S2 - Chapitre 37 - Des destins lauragais

L'hiver rendait la vie à Florac encore plus monotone et paisible qu'à l'ordinaire. Même Yvon Auriol, le maire se trouvait presque désoeuvré et ne trouvait plus aucun sujet pour se mettre en colère, son état émotionnel favori tant il était sûr que cela asseyait son autorité auprès de ses concitoyens. Il n'en tirait de que rires entendus et quolibets dans son dos mais les Floracais donnaient le change lorsqu'ils le croisaient, le laissant penser que ses coups de becs autoritaires faisaient encore grande impression. C'était un spectacle délicieusement outrancier dont certains se délectaient en exagérant l'obséquiosité de leur déférence.

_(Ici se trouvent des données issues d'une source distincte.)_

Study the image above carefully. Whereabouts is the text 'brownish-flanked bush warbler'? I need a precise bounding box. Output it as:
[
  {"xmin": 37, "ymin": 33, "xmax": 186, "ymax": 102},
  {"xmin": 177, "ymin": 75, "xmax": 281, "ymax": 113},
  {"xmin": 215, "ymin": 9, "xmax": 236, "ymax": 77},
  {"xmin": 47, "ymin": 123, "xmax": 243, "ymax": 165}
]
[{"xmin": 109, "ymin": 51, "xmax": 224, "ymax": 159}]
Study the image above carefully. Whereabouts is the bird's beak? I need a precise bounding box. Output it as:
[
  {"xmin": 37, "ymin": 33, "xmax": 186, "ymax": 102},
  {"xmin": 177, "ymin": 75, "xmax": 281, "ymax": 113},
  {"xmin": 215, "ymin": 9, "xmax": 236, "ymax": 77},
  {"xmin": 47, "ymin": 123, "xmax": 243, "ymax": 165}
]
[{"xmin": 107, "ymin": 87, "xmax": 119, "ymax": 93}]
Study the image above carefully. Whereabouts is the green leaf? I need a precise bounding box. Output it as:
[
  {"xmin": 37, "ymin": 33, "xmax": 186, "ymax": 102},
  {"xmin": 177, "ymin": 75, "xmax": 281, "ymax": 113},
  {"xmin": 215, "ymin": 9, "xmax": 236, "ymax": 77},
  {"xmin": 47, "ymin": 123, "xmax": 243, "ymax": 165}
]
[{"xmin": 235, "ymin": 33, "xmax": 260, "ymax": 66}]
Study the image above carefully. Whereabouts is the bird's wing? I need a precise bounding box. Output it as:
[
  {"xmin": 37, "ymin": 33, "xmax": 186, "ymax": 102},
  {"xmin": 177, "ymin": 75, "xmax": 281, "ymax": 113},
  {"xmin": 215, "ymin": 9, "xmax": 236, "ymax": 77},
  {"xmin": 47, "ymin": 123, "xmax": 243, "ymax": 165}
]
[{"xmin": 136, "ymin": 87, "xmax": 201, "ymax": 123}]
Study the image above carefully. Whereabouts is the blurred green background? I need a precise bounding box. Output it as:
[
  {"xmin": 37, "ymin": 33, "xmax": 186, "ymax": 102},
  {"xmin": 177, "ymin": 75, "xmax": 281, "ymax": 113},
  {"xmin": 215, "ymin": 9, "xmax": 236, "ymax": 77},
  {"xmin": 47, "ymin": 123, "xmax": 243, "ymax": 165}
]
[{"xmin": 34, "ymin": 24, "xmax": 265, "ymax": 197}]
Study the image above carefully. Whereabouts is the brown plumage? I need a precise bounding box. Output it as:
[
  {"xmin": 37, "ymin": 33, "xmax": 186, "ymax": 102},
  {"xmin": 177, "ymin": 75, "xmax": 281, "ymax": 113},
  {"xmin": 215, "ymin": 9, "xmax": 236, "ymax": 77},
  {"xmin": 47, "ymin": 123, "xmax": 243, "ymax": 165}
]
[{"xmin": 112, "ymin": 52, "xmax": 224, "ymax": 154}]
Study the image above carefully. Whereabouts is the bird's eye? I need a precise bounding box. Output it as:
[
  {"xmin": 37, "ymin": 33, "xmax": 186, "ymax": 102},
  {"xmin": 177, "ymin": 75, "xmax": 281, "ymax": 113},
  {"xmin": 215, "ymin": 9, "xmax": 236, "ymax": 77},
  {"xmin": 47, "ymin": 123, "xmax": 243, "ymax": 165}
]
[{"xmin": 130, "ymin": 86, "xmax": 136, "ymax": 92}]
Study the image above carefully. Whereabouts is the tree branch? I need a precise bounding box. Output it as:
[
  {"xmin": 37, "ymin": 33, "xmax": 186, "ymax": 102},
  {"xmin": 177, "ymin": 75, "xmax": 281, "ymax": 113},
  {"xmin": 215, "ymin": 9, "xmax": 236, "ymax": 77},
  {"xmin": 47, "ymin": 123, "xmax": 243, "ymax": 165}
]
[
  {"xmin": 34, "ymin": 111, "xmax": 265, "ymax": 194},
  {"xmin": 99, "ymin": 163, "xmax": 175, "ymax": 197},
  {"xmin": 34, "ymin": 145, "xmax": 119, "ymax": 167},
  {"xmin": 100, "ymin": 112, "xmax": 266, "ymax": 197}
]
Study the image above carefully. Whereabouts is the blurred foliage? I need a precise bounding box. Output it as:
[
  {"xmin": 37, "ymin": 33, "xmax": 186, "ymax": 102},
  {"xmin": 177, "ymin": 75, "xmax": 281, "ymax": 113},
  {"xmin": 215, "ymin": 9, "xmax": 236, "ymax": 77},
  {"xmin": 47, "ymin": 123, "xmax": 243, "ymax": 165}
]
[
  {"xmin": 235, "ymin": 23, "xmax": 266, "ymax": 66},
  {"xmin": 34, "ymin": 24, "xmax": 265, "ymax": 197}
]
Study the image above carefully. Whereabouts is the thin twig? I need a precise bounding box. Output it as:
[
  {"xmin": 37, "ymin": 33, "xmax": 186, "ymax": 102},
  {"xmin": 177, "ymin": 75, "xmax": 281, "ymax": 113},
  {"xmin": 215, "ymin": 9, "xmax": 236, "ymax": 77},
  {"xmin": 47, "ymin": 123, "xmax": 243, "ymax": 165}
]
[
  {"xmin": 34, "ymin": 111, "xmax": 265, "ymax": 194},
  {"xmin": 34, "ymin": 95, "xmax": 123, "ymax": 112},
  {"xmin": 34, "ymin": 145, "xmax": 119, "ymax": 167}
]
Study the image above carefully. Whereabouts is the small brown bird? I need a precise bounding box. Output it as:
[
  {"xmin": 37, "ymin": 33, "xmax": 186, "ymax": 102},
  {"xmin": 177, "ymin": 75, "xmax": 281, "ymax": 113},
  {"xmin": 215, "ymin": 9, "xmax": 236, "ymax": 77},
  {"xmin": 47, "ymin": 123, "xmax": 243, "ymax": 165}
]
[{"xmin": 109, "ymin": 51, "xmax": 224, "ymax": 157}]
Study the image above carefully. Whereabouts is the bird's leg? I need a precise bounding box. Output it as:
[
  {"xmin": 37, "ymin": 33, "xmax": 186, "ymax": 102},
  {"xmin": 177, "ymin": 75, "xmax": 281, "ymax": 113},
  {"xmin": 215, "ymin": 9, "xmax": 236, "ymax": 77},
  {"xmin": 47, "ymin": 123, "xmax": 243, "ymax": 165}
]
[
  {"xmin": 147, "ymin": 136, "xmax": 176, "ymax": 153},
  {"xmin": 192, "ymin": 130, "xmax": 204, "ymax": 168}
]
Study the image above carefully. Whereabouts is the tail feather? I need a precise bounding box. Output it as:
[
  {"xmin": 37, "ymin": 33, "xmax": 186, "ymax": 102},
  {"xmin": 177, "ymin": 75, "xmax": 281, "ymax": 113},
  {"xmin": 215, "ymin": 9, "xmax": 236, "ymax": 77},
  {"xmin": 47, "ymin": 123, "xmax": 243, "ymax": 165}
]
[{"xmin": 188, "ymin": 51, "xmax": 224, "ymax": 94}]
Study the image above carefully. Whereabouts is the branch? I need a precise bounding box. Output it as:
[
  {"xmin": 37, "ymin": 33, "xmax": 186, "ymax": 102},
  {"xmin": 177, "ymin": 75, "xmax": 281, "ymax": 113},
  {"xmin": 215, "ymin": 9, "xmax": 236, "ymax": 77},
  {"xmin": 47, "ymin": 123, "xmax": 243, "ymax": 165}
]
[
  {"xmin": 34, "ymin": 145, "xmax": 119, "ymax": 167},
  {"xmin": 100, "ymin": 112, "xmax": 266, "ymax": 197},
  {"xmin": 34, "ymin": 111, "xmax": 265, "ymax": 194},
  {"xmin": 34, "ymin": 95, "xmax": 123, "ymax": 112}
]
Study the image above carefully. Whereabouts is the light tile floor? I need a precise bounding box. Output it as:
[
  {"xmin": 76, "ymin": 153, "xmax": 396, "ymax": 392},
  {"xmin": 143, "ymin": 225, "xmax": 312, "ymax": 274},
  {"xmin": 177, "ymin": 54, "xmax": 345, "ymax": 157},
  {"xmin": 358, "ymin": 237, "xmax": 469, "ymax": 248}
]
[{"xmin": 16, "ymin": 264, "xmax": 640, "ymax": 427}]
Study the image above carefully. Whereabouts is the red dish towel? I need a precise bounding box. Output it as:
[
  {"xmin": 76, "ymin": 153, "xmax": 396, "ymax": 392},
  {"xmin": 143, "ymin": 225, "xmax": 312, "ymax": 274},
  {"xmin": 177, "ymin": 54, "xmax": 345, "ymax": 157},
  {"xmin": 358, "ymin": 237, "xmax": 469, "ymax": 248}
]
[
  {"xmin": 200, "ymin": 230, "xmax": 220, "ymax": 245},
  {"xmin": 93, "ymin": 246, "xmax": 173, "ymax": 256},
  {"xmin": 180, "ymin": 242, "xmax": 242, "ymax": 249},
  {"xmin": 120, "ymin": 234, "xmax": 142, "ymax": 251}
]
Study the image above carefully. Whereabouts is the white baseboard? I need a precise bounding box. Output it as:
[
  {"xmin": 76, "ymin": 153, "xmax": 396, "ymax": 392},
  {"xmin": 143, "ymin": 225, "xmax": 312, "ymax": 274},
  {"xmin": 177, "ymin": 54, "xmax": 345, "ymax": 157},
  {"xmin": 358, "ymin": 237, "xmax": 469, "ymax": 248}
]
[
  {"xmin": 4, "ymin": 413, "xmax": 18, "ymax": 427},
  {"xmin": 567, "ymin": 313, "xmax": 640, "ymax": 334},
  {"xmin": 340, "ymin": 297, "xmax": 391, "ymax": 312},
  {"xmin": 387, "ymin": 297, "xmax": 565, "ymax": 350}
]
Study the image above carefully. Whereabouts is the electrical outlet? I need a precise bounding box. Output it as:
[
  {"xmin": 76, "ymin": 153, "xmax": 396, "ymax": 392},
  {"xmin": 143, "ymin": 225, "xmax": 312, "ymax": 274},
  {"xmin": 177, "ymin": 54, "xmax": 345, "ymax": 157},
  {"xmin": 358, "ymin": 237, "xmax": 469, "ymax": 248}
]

En février, la terrasse du café Baptiste n'était guère investie. On lui préférait les tables derrière la vitrine, au plus près de la rue pour ne pas rater un événement qui aurait pu survenir et rompre enfin la monotonie ambiante. Aussi, à tour de rôle et assez fréquemment, Antoinette et Jeannot Albouy, les propriétaires essuyaient-ils d'un torchon la moindre trace de doigt pour libérer au mieux le champ de vision.


Dans ce qui tenait le haut du pavé des conversations entre les fidèles comme Monsieur Amédée de Borde Blanche, Aristide ou Louis Meunier, la maison Bourrel, ceux de la Borde Perdue comme on disait, était bien placée.


Les incendies, bien-sûr, faute d'avoir été relancés s'éteignaient peu à peu dans les échanges, en l'absence de nouvelles informations à ce sujet, l'intérêt se tarissait. Même s'il s'en trouvait toujours un pour souffler sur les braises.


- Moi, ces gens, je les trouve bizarres et je me dis que, surtout en matière d'incendie, il n'y a pas de fumée sans feu, répétait régulièrement à qui voulait l'entendre Paulin Lemestre d'un air entendu.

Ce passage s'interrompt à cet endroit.